Jacob meets the mysterious stranger when he is on the way to meet his brother, Esau, who wanted to kill him 14 years earlier. In some ways it would have been easier to stay where he was, but God had promised a blessing of land and family and that God would use his family to bless the world. So Jacob returns to his father’s land to face his brother. He knows it is God’s will for him, but no doubt it was a meeting that produced anxiety. To soften up his brother he sends gifts ahead of him, hoping that Esau’s vengeance would be extinguished by the gifts before they actually met. Jacob, no doubt is consumed by anxiety. Jacob wrestles with his own anxieties about meeting his brother and to pursue God’s promise. It was an internal struggle. That is when he wrestles with the mysterious stranger and receives both a wound and a blessing that comes with the new name, Israel. As Jacob left his family and travelled to find a bride he encountered God and saw a vision of angels moving between heaven and earth. Now as he returns home to the land of promise and to his family, he again encounters God, but this time it is a struggle. Having faced God, Jacob finds the courage to face his brother.

This passage is strange and mysterious. We don’t usually think about God this way. We want to think about God as the peaceful Good Shepherd. 
C.S. Lewis seemed to get this side of God. In his book The Lion the Witch and the Wardrobe the children are nervous about meeting Aslan the lion (the Christ figure)  and they ask if he is “safe”. The beavers reply, “Who said anything about safe? ‘Course he isn’t safe. But he’s good.” The God Jacob met was not safe, he was left with a limp, but he was good in that he received a blessing and God was faithful to His promise.

C.S Lewis grabbed onto this idea and used it over and over in his writing. In The Voyage of the Dawn Treader the character Eustace is full of character defects- he is greedy, selfish, and a coward among other things. Without getting into too much detail Eustace gets into trouble because of his selfishness and greed. To his horror, he ends up being transformed into a dragon. Aslan eventually guides Eustace to become human once again. This begins by the dragon shedding his skin like a snake, but eventually Aslan has to help remove the dragon flesh. Eustace says, “I was afraid of his claws, I can tell you, but I was pretty nearly desperate now. So I just lay flat down on my back to let him do it. The very first tear he made was so deep that I thought it had gone right into my heart. And when he began pulling the skin off, it hurt worse than anything I've ever felt.” Eustace is a changed person after this encounter. He is healed, but it was painful.
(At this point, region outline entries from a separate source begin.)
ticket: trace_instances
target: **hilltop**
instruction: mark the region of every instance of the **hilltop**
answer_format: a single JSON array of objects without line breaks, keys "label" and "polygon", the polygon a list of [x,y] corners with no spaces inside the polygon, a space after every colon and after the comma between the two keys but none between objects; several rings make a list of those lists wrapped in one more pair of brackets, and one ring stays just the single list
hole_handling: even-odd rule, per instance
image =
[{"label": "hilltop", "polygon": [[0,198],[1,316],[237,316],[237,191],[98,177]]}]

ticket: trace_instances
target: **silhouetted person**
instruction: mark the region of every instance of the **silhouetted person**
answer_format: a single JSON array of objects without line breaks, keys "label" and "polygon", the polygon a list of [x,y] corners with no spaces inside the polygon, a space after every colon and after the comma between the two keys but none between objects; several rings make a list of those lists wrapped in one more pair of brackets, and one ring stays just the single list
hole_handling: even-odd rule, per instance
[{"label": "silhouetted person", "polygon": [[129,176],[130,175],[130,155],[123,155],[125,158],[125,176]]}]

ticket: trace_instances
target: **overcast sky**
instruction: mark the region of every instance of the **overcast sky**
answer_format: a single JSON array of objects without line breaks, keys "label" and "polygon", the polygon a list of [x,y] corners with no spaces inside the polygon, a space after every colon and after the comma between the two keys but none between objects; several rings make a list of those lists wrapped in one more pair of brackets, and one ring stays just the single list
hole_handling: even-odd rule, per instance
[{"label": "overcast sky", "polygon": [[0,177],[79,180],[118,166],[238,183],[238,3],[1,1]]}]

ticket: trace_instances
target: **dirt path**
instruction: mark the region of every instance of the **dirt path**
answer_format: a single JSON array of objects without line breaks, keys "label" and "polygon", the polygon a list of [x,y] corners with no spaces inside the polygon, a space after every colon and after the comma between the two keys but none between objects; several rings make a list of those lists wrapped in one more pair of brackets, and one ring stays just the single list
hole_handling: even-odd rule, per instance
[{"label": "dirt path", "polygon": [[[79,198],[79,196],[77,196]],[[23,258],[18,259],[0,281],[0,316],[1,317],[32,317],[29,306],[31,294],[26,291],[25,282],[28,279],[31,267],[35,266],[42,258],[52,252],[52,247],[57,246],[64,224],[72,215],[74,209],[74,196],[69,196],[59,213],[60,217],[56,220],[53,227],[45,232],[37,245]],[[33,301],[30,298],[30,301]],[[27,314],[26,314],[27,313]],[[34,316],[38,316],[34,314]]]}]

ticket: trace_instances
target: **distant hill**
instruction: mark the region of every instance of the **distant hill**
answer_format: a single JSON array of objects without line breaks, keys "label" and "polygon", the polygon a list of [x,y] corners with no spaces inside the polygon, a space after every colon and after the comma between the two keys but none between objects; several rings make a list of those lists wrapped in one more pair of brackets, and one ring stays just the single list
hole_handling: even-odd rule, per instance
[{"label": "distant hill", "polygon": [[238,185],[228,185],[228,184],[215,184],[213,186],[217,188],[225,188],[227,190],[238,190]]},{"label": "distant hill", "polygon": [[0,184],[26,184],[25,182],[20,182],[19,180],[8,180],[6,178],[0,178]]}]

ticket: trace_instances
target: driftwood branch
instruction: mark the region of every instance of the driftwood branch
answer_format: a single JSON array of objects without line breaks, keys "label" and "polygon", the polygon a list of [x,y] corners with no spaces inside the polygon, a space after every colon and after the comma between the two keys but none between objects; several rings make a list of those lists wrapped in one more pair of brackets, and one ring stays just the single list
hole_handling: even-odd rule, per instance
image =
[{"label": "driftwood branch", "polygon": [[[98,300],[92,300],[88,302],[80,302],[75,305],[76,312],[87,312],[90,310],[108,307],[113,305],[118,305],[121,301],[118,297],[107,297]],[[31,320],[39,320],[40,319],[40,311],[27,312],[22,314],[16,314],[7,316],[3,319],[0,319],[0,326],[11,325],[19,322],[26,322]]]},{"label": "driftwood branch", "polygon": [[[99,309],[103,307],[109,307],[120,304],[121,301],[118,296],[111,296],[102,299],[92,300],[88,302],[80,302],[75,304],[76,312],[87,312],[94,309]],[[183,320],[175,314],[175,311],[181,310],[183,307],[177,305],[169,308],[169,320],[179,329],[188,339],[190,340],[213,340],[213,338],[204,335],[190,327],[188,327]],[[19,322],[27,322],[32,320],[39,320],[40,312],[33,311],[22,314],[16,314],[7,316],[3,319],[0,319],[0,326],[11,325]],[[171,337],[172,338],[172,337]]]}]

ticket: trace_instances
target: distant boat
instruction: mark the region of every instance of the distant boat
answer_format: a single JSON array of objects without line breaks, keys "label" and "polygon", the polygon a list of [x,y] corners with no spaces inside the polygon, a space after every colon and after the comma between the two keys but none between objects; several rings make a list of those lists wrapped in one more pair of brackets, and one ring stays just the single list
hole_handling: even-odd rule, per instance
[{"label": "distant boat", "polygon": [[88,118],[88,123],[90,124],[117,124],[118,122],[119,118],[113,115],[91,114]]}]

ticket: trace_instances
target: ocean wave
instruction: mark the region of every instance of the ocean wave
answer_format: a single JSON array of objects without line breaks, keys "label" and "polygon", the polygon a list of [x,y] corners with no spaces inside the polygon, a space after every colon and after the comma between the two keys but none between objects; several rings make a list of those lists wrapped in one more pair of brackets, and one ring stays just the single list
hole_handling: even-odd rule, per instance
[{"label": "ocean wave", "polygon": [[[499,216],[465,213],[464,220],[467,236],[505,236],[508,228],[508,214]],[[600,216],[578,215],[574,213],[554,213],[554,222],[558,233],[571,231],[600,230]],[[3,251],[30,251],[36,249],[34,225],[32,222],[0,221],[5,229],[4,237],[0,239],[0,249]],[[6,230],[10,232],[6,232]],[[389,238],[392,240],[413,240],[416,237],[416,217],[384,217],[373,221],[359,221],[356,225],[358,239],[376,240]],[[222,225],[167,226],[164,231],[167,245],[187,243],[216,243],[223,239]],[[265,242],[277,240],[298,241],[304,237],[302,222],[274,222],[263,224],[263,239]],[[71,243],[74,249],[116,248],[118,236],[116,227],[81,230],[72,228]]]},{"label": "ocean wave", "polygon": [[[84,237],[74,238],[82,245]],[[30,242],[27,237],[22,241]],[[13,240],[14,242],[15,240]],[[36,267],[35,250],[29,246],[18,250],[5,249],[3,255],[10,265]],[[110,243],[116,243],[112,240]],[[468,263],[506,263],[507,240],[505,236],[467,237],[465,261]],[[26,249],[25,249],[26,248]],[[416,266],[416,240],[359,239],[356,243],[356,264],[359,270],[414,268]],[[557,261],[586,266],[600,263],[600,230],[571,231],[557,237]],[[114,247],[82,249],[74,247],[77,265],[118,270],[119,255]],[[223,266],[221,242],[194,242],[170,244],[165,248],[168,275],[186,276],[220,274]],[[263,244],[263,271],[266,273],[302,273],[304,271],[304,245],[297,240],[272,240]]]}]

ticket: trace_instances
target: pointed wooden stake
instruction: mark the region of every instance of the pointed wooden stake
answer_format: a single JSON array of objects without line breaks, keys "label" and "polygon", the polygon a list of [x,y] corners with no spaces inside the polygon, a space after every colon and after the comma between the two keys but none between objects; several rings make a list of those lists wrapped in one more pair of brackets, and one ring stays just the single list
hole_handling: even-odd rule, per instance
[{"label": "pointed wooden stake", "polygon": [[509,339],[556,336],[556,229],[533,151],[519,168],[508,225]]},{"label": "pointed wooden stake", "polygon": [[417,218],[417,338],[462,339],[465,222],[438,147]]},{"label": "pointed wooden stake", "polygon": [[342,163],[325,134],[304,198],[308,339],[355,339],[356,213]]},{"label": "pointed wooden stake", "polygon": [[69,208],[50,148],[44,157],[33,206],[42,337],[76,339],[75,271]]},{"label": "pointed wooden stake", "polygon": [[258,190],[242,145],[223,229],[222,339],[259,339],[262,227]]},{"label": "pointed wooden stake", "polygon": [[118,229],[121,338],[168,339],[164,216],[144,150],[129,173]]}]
Like Aslan, God is not safe, but he is good. He is not about meeting all my wants and making me feel warm and fuzzy. He will struggle with us, and tear at us. In a way, he is even dangerous. But, ultimately God’s efforts are to transform us. He will tear away our sin and struggle against our self-destructive desires. He will fight against all that is bad in us- all that will destroy us, even if we want it desperately. We might walk away with a limp, but in a more profound way we will also be more whole.